After you become hooked on the blog style of writing, you might not want to switch back to "5,000 word paper, 80,000 word monograph, or nothing". It's easy to become addicted to expressing ideas in 500 words, 50 words, whatever it takes—and to building up the larger arguments (often in collaboration with others) post by post over time. That's definitely a shift in style from the old ways—a positive shift, in my view. I remember following some obscure academic debate in my postgrad days that was sparked by an article (published with one or two years lead time, no doubt) followed by letters in reply in the same journal (another year or so) followed by letters in reply to those (another year) followed by a book about that particular academic controversy (a year or two for that). How much easier and more productive it could have been to thrash that all out in a few weeks or months online; and books and articles could still have resulted, for those who wanted to sum it all up in one easily accessible tome.

Blogs will surely play a part in the web-driven transformation of the way we write and research in academia. But the old ways aren't going to disappear overnight, and students who find themselves "addicted to blog" may find it harder to switch modes between courses than those who know only the traditional ways.

Still, it's going to happen whether academics like it or not, as more and more students arrive at university with a LiveJournal or two under their belts and are already used to thinking and researching in blog-driven ways. So we might as well try to harness the tools now and figure out how to make them fit into traditional teaching and research.
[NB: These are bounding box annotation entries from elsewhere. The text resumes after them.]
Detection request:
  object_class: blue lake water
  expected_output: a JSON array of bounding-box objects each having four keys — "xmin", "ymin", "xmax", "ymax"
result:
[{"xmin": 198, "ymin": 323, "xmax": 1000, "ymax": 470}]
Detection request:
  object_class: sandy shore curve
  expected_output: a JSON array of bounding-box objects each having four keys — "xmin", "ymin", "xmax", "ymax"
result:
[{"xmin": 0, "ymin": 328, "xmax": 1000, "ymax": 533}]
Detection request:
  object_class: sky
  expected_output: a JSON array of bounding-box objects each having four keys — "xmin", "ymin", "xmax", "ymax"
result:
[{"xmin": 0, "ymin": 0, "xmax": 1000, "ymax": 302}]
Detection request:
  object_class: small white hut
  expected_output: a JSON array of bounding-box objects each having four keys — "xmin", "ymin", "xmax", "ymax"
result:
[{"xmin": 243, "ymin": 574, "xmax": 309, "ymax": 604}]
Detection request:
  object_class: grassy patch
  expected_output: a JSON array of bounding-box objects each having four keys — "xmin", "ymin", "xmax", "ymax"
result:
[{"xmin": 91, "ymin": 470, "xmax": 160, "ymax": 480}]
However: academic performance—the basis of promotion, tenure, renewal of contracts and so on—is largely based on research output. The measures aren't perfect, but they at least give some sort of rough standard of equivalent worth (X journal articles equals Y books, etc.). How do you measure the academic worth of a blog, or a blog entry? Until there's a reasonable and reliable way of measuring that, the "ivory tower" will ignore blogs (or any sort of web activity) for research measurement purposes, and academics will have to keep churning out papers and books. Training students for a blogging academic future won't be doing them any favours if that future never arrives, or arrives too late. Bureaucracies, in education as elsewhere, are notoriously conservative.